Background: In multiple sclerosis (MS), susceptibility-weighted imaging (SWI) may reveal white matter lesions (WML) with a paramagnetic rim ("paramagnetic rim lesions" [PRLs]) or diffuse hypointensity ("core-sign lesions"), reflecting different stages of WML evolution.

Objective: Using the soma and neurite density imaging (SANDI) model on diffusion-weighted magnetic resonance imaging (MRI), we characterized microstructural abnormalities of MS PRLs and core-sign lesions and their clinical relevance.

Methods: Forty MS patients and 20 healthy controls (HC) underwent a 3 T brain MRI. Using SANDI, the fractions of neurite (f_neurite) and soma (f_soma) and size of soma (r_soma) were quantified in PRLs (including their core and rim separately), and core-sign lesions identified on SWI-phase.
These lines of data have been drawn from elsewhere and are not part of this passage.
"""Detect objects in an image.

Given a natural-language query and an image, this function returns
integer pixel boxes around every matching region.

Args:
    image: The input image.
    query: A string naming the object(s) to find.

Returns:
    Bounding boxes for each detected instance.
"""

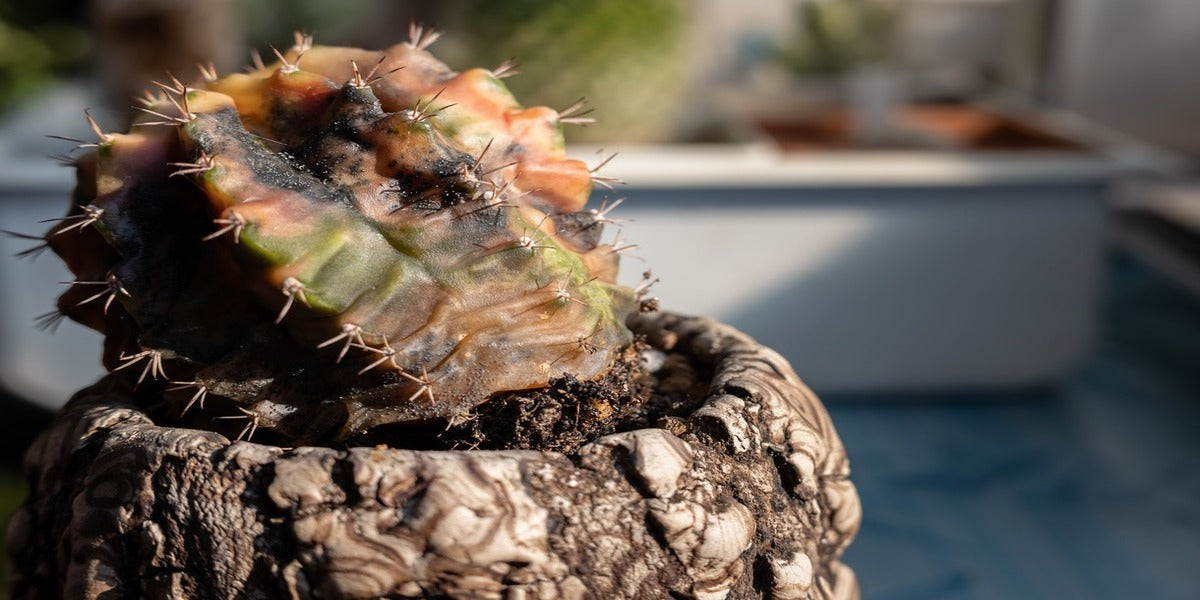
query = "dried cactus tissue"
[35,28,637,442]
[5,26,862,600]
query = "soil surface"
[138,314,712,455]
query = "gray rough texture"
[6,314,860,600]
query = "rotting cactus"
[32,28,641,443]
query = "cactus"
[37,28,640,443]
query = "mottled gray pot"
[7,314,860,599]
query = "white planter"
[575,135,1171,391]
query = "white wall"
[1048,0,1200,157]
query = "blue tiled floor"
[826,257,1200,600]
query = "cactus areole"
[46,32,637,443]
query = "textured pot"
[7,314,860,599]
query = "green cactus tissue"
[46,29,637,442]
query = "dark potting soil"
[347,341,712,454]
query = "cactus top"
[47,30,635,440]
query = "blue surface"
[818,257,1200,600]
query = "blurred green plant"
[0,2,90,112]
[775,0,899,76]
[442,0,689,142]
[0,467,25,598]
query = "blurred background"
[0,0,1200,599]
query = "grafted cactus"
[46,28,637,443]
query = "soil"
[347,338,712,455]
[139,314,712,455]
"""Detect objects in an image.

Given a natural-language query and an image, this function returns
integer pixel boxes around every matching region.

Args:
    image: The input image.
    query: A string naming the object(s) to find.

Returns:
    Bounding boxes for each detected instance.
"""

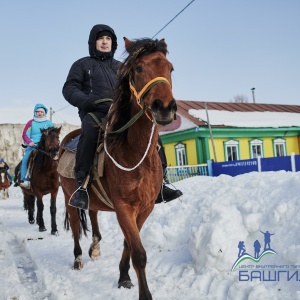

Results: Among 1811 WMLs, 122 (6.7%) core-sign lesions and 97 (5.4%) PRLs were identified. Compared to HC and MS normal-appearing white matter, all MS WML showed significantly lower f_neurite and f_soma and higher r_soma (FDR-p < 0.001). Compared to SWI-isointense WML, core-sign lesions showed a significantly higher f_neurite, and lower f_soma and r_soma (FDR-p ≤ 0.005). Compared to SWI-isointense WML and core-sign lesions, PRLs showed a significantly lower f_neurite, higher f_soma, and higher r_soma (FDR-p ≤ 0.001). The PRL-core showed significantly lower f_neurite, and higher r_soma than PRL-rim (FDR-p < 0.001). Lower PRL f_neurite (β ≤ -0.006, FDR-p ≤ 0.015) and higher r_soma (β ≥ 0.032, FDR-p ≤ 0.024) were significantly associated with a longer disease duration and more severe disability.

Conclusions: In PRLs, the significant and clinically relevant neurite loss and increased soma fraction and size possibly reflect increased astrogliosis and activated microglia. Core-sign lesions exhibit milder axonal loss, microglia density and astrogliosis, supporting their less destructive nature.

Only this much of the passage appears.